Only national dialogue can pull Uganda back from polarisation

Norbert Mao

What you need to know:

  • In light of our painful experience, it is crucial for the government to show its good-faith by immediate guarantees of freedom of political activities; these include freedom of expression, freedom of association, freedom of movement, and freedom of organisation.

The moment of truth is upon us as a country. There’s discontent with the status quo and the discontent is not as unpopular as some may want us to believe.

What we have is not an aggrieved minority that can be ignored but a popular discontent that has to be channelled creatively.

The violent expressions of discontent and the efforts to quell those expressions both traumatise the society. With every election cycle this trauma increases.

Shall we let circumstances push us over a precipice into a new dispensation or shall we seize the reins and plan the future? Will the post-Museveni Uganda come through a plunge or through a plan? Shall we have change with responsibility or change with reckless abandon? Every candidate appeals to the most radical of their political bases.

None makes an effort to appeal to the centre. Even the winner doesn’t appeal to the centre in governing.

As a result, the country becomes more toxic and public discourse revolves around name calling, character assassination and stigmatisation. 

We need to talk to each other. Imagine if the leaders who led us to independence had talked to each other.

We would not have had all the turmoil that traumatised our country in its infancy.

But it is still possible for Uganda to see what it has never seen before: change without bloodshed and chaos. Ugandans have seen the Internet. Ugandans have seen all sorts of technological innovations.

The one thing Ugandans have not seen is peaceful change. It is the one thing Ugandans yearn to see. 

For that to happen, we need to find common ground. And the only way for the country to find common ground and build a new consensus is for leaders to embrace some positions that are unpopular within their own camps. The capacity to build bridges is the one skill our leaders badly need. 

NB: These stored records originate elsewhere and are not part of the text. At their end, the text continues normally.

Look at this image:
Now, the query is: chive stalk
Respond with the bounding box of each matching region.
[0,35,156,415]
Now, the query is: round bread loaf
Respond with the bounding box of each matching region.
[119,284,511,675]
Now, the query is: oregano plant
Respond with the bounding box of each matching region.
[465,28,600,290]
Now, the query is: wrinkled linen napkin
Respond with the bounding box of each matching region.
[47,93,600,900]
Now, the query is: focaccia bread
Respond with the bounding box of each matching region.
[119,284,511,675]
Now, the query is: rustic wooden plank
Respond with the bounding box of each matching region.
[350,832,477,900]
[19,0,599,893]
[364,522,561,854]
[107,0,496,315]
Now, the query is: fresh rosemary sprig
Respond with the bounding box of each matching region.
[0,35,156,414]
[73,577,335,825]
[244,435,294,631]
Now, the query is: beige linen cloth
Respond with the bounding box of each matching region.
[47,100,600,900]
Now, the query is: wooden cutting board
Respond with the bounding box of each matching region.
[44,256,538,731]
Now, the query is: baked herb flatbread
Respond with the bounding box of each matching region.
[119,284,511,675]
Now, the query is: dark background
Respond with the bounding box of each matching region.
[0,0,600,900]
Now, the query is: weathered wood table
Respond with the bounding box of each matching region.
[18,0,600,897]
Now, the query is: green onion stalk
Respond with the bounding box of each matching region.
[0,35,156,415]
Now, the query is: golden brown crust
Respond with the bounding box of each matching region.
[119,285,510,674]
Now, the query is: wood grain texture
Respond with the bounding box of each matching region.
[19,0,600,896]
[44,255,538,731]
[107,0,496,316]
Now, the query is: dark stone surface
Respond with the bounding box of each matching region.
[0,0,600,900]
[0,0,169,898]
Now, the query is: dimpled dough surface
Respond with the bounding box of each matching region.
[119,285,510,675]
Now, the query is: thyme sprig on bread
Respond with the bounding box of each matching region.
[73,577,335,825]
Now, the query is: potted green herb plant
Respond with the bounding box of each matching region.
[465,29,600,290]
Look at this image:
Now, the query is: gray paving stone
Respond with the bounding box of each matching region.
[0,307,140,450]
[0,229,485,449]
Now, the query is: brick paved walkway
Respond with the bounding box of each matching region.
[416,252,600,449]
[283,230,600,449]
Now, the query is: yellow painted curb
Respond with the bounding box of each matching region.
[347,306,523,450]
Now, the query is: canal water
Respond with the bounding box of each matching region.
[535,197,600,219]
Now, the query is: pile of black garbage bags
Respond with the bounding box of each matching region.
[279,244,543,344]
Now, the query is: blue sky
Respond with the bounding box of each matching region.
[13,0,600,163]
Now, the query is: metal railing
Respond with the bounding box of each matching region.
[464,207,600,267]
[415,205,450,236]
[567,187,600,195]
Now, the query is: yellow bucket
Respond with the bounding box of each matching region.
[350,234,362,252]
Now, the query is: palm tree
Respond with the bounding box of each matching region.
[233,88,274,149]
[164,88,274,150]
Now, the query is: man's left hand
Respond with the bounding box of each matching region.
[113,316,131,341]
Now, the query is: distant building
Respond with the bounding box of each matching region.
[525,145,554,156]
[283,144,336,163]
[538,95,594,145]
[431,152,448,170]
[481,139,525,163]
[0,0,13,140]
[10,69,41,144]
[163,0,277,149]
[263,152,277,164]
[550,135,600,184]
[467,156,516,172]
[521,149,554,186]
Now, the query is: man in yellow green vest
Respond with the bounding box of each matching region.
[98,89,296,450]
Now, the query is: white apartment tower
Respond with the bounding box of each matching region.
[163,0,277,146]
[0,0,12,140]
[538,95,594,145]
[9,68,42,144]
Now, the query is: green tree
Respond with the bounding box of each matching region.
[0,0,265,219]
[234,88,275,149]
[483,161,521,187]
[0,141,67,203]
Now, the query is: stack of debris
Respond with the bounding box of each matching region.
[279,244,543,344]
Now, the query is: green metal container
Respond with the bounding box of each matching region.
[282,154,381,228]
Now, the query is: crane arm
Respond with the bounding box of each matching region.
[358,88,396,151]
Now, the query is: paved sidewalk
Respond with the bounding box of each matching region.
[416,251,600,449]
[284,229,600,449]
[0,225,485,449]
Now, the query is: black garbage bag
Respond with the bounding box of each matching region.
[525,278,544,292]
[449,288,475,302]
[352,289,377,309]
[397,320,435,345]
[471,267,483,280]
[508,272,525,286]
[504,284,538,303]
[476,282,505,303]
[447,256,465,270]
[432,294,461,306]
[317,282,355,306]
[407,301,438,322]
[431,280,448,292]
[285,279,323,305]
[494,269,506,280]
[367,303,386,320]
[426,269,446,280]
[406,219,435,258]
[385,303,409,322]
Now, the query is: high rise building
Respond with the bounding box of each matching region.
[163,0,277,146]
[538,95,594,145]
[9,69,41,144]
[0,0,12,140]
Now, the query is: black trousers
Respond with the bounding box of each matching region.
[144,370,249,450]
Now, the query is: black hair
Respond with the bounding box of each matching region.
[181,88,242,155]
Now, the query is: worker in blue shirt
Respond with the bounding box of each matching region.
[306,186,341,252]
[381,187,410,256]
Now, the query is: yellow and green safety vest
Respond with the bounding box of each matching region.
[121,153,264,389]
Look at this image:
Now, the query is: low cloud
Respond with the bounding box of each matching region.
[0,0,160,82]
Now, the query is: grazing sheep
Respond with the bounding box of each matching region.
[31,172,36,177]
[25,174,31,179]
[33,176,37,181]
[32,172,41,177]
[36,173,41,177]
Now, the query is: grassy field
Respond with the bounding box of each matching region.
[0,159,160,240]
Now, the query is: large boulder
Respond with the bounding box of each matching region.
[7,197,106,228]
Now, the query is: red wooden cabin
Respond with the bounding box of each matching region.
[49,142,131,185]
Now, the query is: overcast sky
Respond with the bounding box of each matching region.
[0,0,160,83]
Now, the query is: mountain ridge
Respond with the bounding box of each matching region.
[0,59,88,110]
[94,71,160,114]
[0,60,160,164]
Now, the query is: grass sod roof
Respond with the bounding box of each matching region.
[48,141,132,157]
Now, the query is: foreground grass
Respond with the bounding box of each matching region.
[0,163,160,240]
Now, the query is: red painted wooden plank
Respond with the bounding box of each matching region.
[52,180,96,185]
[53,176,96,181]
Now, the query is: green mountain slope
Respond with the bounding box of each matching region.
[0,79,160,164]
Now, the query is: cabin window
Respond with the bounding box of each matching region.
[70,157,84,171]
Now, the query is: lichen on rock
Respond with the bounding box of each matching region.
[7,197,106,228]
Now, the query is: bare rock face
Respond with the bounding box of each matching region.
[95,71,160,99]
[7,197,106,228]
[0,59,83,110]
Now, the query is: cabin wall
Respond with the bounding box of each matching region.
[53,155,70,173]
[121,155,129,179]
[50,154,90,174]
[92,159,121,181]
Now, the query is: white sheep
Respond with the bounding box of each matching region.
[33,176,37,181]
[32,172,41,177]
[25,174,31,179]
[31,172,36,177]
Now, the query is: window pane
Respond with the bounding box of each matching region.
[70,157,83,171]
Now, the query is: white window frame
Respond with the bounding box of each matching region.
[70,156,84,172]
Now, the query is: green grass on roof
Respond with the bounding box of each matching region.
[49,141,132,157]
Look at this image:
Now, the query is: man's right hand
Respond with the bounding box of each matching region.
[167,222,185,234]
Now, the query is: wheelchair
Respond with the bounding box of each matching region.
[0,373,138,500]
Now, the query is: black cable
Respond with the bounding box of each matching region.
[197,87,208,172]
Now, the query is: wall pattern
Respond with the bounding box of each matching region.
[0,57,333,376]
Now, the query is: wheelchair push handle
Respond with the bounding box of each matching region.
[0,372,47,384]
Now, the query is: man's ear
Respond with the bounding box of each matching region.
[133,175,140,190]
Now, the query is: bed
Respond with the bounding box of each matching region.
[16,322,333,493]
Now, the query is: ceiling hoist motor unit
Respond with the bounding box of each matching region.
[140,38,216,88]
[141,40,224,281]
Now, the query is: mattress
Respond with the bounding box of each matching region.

And yet like zombies, we go through the empty ritual we call elections every five years. New groups access some political offices and after five years more than two thirds of them are ejected from office.

The circus goes on. With an entrenched ruling party that presents the challengers as anarchists bent on destroying the country.

This message is intended to mobilise the country to vote for the lesser evil. The devil we know. Yet voting on the basis of the lesser evil principle is not sustainable.

Voters make a choice not because they find their candidate to be so awesome but because they find the alternative even more unpalatable.

In 2018, we issued the following statement on dialogue. It is worth reproducing: “Our country is in the grip of a grave national crisis. This situation has become highly toxic and explosive. This toxic atmosphere has now infused all sectors and all levels of our national life. There is need for a serious, genuine and well-prepared national dialogue to address this crisis. It is clear to us, the undersigned political leaders, that, in order to ensure that such a national dialogue is serious, genuine, well-prepared and fruitful, it is absolutely necessary to agree on and put in place the following elements, before embarking on the process of dialogue.”

We then made seven proposals to make the process worthwhile. First is the need to have a clear agenda for the national dialogue.

Second is to determine the participants in the national dialogue so it is inclusive.

Third is the modalities for convening and facilitating the national dialogue.

Fourth is the necessity to agree on independent arrangements for financing the national dialogue to avoid manipulations.

Fifth is the necessity to agree beforehand on arrangements for guarantors of the outcome of the national dialogue. This will ensure that the eventual outcome of the national dialogue is acted upon and fully implemented by all stake-holders. 

Sixth, is to recognise that in view of recent ugly developments in the country, it is absolutely necessary for the government to demonstrate its good-faith through immediate and guaranteed end to all acts of political repression, persecution, and impunity; these include: intimidation, arbitrary arrest and detention, and all forms of brutality.

And finally, in light of our painful experience, it is crucial for the government to show its good-faith by immediate guarantees of freedom of political activities; these include freedom of expression, freedom of association, freedom of movement, and freedom of organisation.